Hot dog sales must be directly proportional to beer sales in some way. It must be a mixture of chemicals, like alcohol and cocaine, which is far more addictive than either in isolation. One thing I find odd about these studies is where do the scientists get these rats and monkeys who are hooked on cocaine, and where do the rats and monkeys get their drugs from in the first place? Strangely enough, I have several theories about drug-distribution networks that generally mean I expect every taxi-driver, hot-dog seller and ski-rep to be able to provide illicit narcotics to all and sundry. Maybe it’s renegade zoo-keepers who get these monkeys hooked as they travel from cage to cage.
I’ve read Fast Food Nation, and when given big letters and lots of repetition in large font, I can figure out what to think. Interestingly enough, the book talks about the chain-mail gloves that workers in meat-packing factories get to protect themselves from knives which the workers ‘often don’t have time to sharpen’. It doesn’t say anything about people in London with stanley knives. Maybe someone should write a book about people carving their hands to pieces in urban settings to help educate over-educated, under-sensed DIY enthusiasts.
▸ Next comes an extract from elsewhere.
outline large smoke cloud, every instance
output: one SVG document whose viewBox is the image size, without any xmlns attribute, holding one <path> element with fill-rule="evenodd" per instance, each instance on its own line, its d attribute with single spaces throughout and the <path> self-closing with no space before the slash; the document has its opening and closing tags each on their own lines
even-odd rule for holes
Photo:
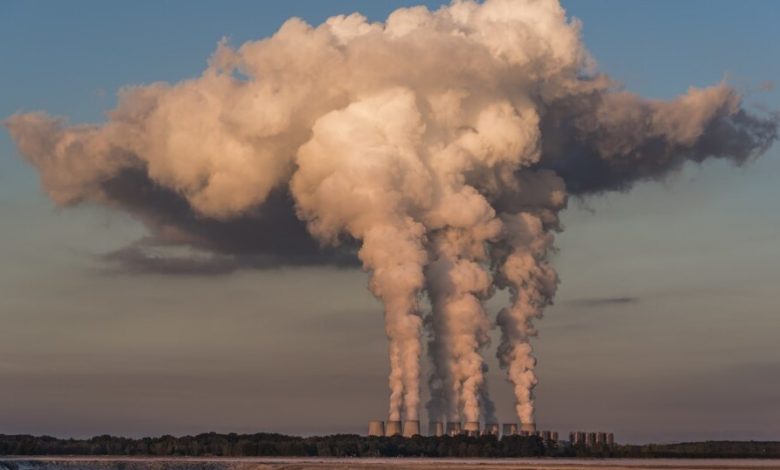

One thing I did take from the book was that companies like McDougals actually get the best beef due to their purchasing power, and everyone buying burgers for home consumption is actually getting the bits of faeces that the over-worked meat packers don’t manage to stop falling from the skins onto the carcasses as they whizz past. Probably too busy cooking sirloins in the knife sterilisers to do that.
None of this is relevant to your standard sausage though, which is invariably made of lips and arseholes. But they are addictive, not that I’d claim, under normal circumstances, to being an expert sausage-eater, salami muncher, or sausage jockey.